Williams & Goodman  had the simple and ingenious idea of rolling ahead the training period and repeating the forecasting procedure until it is not possible to make any more multi-step predictions. The collection of multi-step-ahead errors forms the empirical distribution of the forecast errors for each lead-time. This allows us to estimate the quantiles necessary to compute the interval bounds. To implement the Williams & Goodman (WG) procedure, it is necessary to find a family of probability distributions having a member which gives a good fit to the empirical distribution of forecast errors. We will consider various density functions to be combined with SARIMAX processes for time series data concerning Italian electricity hourly zonal prices. Our aim is to find the most effective way of mixing WG procedure and SARMAX processes.
The organization of the paper is as follows. In the next section we address important aspects of data-preparation. Section 3 provides a brief review of the Box Jenkins approach to compute point forecasts. In Section 4, the Williams-Goodman procedure is discussed and in Section 5 it is combined with various density functions purportedly useful in describing the empirical forecast error distribution. In this same section is presented an application to Italian hourly zonal prices. Conclusions are drawn in Section 6.
2. Data Preparation
In this article we analyze data on hourly zonal prices traded at the day ahead Italian energy market. Because of transmission capacity constraints, Italy is partitioned into six zones: North, Centre-North, Centre-South, South, Sardinia and Sicily with a separate price for each zone. When there are no transmission congestions, arbitrage opportunities restrict the prices in each zone to be equal. See  . The hourly marginal prices can differ across zones because of transmission limits or because of dissimilar behavior of the consumers, but it is the same within a zone. The sizes of the zones are not equal. In fact, North (which includes the Italian regions of Val D’Aosta, Piemonte, Liguria, Lombardia, Trentino, Veneto, Friuli Venezia Giulia, Emilia Romagna) constitutes a large fraction of Italian national surface (40%) and its population (46%). The large islands of Sicily and Sardinia suffer from poor interconnections and frequent congestions. In the present article, we prefer to work with zonal data because they show far wilder randomness than the national price and are complex enough to challenge the statistical methods used for making predictions.
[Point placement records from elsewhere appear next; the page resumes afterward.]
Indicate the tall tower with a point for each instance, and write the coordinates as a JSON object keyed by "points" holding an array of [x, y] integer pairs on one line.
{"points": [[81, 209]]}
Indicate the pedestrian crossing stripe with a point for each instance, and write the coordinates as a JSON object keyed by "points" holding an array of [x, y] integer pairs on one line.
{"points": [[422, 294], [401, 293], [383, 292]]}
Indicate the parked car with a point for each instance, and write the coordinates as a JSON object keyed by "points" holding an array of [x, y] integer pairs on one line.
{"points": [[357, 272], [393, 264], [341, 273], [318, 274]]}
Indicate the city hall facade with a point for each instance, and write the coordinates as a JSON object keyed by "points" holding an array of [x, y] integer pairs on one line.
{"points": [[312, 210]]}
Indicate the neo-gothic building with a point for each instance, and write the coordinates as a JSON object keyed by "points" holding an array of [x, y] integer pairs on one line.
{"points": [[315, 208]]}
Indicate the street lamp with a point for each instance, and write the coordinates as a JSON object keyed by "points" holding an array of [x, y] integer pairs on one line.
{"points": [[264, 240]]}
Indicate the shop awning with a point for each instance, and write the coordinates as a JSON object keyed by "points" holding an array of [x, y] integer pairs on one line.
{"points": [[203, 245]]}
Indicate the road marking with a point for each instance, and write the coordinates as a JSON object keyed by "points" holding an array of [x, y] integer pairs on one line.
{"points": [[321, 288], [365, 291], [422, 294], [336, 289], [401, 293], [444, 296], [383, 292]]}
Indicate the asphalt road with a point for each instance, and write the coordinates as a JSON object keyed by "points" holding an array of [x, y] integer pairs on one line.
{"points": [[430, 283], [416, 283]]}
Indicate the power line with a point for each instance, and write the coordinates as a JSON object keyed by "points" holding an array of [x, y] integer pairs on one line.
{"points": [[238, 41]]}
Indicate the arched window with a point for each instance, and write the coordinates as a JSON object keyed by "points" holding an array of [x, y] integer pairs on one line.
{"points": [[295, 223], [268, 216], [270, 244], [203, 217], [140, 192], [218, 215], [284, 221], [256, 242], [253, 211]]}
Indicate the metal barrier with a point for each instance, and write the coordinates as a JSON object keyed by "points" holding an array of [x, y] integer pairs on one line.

Data sets are freely accessible by the Italian independent system operator on http://www.mercatoelettrico.org/En/Tools/Accessodati.aspx?ReturnUrl=%2fEn%2fDownload%2fDatiStorici.aspx.
According to principles of decentralization and subsidiarity, creatively extended to long time series, we will treat each hour as a separate time series, such that 24 different models are estimated. All the time series go from 1 am on Monday, 7/1/2013 to 24 pm on Sunday, 26/2/2017 and hence cover a total of 24 hourly prices in 1148 days for six zones. We reconstructed the values corresponding to the changes of the daylight-saving time by the arithmetic average of the two neighboring hours, while the “doubled” values corresponding to the switch from the daylight-saving time, were replaced by the arithmetic mean of the two neighboring prices.
Time series of electricity prices display characteristics not frequently observed in other commodity markets. Pronounced daily, weekly, monthly and multi-monthly seasonal cycles; heteroskedasticity, mean reversion, and a high number of spikes (very sharp peaks or extremely deep valleys) in a short period of time. Knittel & Roberts  note that electricity prices also contain what they refer to as, an “inverse leverage effect”. Electricity price volatility tends to rise more so with positive shocks than negative shocks. Most of these characteristics stem from the fact that power cannot be economically stored and, consequently, accumulation and selling of stocks/inventories have reduced intervention potential to smooth supply or demand shocks across over time. Additionally, electricity markets face stringent distribution and transmission constraints.
To attenuate these effects, prices are log-transformed so that all upward or downward spikes are closer to the mean of the time series. The attenuation does not absolve us from trying to use more effective albeit more invasive treatment of aberrant prices. On the one hand, even if the removal of legitimate data points could be accepted as a permissible practice, the number of values suspectable of being anomalous is too large to justify their exclusion. Extreme price swings, in fact, need not be treated as enemies, because they are very significant for energy market participants. On the other hand, as noted by Fildes  , the choice of a forecasting method should not be dependent on such extremes, unless they contain information we cannot afford not to consider.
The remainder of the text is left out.